Impulsionados por tendências nas redes sociais, especialmente no TikTok e Instagram, muitos jovens têm compartilhado rotinas de exposição prolongada ao sol e até o uso de câmaras de bronzeamento artificial. O movimento preocupa dermatologistas, que alertam para os danos causados pela radiação ultravioleta (UV), principal fator de risco para o desenvolvimento do câncer de pele.

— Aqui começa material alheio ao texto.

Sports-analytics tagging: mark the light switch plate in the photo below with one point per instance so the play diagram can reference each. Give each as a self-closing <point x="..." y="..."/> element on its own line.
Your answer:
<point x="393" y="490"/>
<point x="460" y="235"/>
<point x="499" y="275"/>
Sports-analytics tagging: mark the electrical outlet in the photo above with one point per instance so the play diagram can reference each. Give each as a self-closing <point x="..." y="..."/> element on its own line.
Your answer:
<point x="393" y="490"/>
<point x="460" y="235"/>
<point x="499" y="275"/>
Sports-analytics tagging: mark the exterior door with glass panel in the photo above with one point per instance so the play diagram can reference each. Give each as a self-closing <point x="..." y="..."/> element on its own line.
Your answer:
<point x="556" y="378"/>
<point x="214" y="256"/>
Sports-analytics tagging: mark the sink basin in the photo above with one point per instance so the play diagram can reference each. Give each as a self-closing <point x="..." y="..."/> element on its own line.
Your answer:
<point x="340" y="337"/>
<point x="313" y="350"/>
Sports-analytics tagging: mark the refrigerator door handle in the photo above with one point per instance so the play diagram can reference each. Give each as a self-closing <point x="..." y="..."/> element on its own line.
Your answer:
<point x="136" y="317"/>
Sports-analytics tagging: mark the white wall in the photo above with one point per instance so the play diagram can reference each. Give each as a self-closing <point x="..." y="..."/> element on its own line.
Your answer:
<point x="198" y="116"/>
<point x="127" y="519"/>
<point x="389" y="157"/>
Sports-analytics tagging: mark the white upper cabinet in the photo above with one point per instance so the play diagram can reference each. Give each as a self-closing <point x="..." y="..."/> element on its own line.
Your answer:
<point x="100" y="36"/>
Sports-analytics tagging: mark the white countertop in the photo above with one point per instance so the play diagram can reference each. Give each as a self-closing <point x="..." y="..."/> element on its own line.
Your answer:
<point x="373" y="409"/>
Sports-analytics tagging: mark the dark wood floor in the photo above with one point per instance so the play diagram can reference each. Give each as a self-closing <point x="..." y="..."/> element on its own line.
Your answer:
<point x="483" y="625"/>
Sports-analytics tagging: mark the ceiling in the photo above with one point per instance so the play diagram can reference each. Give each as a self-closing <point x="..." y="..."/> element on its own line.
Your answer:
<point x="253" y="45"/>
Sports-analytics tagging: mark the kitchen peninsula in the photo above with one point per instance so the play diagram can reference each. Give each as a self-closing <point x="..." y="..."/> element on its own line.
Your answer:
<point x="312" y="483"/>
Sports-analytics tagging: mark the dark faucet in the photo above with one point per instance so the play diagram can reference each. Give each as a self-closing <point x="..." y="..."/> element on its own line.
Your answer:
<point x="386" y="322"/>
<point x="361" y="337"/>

Pesquisas recentes mostram que apenas 25% dos integrantes da Geração Z demonstram preocupação com a possibilidade de desenvolver câncer de pele ao longo da vida. Além disso, cerca de 20% afirmam considerar mais importante estar bronzeado do que prevenir a doença.
Especialistas destacam que a desinformação nas redes sociais contribui para esse cenário. Muitos jovens acreditam em mitos como a ideia de que o bronzeado é saudável ou que uma pele já bronzeada estaria mais protegida contra queimaduras solares. Estudos apontam que boa parte da Geração Z acredita em informações sem comprovação científica relacionadas à exposição solar e ao uso de protetor solar.
Entidades de saúde reforçam que não existe bronzeado seguro. Tanto a exposição excessiva ao sol quanto o bronzeamento artificial aumentam significativamente o risco de melanoma, considerado o tipo mais agressivo de câncer de pele. O alerta é para que a população mantenha hábitos de fotoproteção, utilize protetor solar diariamente e evite a exposição aos raios solares nos horários de maior intensidade.